Found only in salty waters, sea cucumbers are sausage-shaped animals with a warty and leathery skin. They are widely used as food and folk medicine in many cultures in the Middle East and Asia. Sea cucumbers, though flavorless, readily absorb the flavors of seasonings and foods they are cooked with. However, don’t let the bland taste mislead you; these animals have several notable benefits, even cancer prevention.
Cancer Prevention Potential
Eating sea cucumber may help prevent the growth and spread of cancer cells. This is because sea cucumbers contain high amounts of compounds known as triterpene glycosides, which have antitumor activity. According to a study by Chinese scientists published in August 2005 in “Cancer Biology & Therapy,” sea cucumbers also contain a compound known as philinopside E, or PE. PE inhibits the formation of blood vessels that supply nutrients to tumors. This suppresses the growth and proliferation of such tumors in your body.
Blood clotting helps prevent excessive bleeding when you are injured. However, clots can also form inside your blood vessels even when you have no obvious physical injury. This can lead to potentially fatal conditions such as pulmonary embolism – – where the blood clots accumulate in lungs – – and restrict the flow of blood. Sea cucumbers contain a compound known as chondroitin sulfate. A study by Brazilian scientists published in September 1996 in the “Journal of Biological Chemistry” found that chondroitin sulfate has anticoagulant activity.
Sea cucumbers have potent anti-inflammatory effects, which may help alleviate pain in patients with conditions such as arthritis. A study by Malaysian scientists that was published in October 2011 in “Marine Drugs” found that sea cucumber supplements reduced inflammation in both male and female rats. This sea animal contains compounds such as mucopolysaccharides, chondroitin and glucosamine, which can help relieve arthritis disorders. Such compounds help in the regulation of the balance of certain lipids known as prostaglandins. Patients with rheumatoid arthritis usually have high concentrations of certain prostaglandins, according to a study published in 2008 in the “American College of Rheumatology.”

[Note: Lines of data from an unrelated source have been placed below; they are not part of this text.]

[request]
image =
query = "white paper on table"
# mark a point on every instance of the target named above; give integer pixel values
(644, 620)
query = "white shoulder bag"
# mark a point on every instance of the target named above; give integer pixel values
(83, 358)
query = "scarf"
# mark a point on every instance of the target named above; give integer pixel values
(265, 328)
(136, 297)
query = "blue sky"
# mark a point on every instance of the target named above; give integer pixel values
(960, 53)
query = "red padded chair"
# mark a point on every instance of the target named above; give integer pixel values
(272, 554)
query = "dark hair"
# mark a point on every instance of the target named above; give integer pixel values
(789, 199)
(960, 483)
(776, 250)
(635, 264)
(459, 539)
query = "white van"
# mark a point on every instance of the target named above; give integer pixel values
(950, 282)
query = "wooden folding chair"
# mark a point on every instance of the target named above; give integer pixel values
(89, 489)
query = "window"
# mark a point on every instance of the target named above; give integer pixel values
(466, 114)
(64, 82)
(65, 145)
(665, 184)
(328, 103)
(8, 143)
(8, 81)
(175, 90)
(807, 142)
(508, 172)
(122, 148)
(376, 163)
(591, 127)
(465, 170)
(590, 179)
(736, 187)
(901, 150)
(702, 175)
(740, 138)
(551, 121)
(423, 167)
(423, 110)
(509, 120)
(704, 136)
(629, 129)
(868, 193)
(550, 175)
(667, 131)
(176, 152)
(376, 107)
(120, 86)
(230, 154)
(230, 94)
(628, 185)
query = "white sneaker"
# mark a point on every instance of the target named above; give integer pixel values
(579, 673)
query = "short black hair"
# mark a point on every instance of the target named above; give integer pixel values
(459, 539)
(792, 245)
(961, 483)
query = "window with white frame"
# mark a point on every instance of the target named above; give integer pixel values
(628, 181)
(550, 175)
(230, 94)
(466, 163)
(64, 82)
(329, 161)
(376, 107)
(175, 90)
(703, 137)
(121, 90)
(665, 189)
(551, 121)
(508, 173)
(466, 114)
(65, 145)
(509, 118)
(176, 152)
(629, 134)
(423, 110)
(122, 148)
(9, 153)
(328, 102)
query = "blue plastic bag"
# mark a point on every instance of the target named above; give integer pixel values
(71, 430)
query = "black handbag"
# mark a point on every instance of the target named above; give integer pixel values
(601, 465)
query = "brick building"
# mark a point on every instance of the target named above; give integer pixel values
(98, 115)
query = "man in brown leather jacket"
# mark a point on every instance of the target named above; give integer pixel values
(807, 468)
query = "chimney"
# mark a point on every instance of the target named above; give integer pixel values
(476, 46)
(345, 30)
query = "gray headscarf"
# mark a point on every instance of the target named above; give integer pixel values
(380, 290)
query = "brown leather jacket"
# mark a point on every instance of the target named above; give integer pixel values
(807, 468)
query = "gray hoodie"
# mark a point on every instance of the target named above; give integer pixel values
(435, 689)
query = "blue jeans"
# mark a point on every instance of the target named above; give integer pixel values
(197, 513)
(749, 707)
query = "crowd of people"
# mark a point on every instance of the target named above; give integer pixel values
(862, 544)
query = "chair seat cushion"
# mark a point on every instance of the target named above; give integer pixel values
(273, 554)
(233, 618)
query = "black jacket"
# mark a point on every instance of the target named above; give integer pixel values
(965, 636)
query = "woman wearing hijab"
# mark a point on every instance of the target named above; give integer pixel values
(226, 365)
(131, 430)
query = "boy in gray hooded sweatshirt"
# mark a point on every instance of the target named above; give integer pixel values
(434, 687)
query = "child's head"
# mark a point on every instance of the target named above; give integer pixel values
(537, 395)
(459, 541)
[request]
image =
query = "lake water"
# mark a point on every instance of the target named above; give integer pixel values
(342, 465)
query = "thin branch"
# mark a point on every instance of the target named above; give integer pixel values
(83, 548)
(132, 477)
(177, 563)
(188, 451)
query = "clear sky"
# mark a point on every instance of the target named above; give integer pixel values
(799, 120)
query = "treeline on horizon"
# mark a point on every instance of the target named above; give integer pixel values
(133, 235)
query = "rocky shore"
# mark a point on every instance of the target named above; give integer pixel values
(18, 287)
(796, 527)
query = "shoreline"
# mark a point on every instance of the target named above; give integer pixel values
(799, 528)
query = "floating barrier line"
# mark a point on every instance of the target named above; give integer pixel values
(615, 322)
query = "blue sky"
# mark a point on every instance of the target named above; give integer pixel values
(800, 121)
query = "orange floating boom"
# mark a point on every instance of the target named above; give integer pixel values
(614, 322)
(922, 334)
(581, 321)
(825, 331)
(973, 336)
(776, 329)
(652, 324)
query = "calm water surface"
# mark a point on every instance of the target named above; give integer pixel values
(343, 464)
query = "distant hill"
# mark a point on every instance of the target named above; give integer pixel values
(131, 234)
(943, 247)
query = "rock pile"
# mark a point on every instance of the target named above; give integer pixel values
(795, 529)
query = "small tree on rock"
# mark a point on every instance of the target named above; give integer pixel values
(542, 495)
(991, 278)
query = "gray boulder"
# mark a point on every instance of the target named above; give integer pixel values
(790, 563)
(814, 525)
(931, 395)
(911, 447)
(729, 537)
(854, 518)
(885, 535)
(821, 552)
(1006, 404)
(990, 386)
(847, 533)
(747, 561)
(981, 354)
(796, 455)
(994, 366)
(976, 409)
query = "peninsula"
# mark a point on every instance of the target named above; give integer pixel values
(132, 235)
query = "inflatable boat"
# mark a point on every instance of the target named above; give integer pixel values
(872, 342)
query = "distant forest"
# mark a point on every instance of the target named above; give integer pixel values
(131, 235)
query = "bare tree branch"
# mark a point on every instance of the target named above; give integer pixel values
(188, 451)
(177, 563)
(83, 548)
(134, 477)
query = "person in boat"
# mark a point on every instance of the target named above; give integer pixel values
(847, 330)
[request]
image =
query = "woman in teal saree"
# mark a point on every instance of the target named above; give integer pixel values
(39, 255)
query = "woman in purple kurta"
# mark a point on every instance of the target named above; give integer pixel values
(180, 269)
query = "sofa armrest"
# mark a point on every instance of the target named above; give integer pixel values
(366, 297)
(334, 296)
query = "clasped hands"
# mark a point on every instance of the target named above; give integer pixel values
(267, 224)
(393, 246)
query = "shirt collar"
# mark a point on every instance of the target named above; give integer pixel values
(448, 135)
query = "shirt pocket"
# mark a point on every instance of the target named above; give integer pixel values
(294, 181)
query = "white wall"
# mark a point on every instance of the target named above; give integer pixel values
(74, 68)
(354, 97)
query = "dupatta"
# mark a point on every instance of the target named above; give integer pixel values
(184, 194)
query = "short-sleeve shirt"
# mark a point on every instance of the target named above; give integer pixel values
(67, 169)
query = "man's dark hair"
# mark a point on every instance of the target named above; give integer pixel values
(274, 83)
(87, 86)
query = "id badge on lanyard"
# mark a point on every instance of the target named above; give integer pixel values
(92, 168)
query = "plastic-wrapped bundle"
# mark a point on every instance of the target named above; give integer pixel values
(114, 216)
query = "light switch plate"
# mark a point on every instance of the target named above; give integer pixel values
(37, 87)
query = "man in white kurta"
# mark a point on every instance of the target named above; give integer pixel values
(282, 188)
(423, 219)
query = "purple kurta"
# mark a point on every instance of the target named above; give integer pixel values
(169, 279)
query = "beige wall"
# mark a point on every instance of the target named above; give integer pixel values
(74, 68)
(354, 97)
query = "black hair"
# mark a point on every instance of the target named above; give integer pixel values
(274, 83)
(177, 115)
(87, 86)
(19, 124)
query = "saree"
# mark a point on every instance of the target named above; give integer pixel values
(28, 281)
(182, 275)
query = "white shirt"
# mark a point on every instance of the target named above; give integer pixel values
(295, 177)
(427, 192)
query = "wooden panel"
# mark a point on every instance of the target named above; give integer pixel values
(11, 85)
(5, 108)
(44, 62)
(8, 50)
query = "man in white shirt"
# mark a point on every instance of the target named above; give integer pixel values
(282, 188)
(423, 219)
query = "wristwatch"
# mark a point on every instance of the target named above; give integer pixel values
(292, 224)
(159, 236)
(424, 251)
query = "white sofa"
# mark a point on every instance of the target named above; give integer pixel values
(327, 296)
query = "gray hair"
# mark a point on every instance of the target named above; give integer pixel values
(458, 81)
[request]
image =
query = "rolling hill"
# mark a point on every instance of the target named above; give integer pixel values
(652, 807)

Eating sea cucumber or its extracts may have therapeutic effects such as speeding up wound healing. It does so by facilitating the formation of new tissues within a short time — a property that is believed to stem from the ability of a sea cucumber to regenerate its own body tissues quickly when it is injured. According to the October 2011 “Marine Drugs” study, this is believed to be facilitated by certain fatty acids, such as arachidonic acid, present in sea cucumber.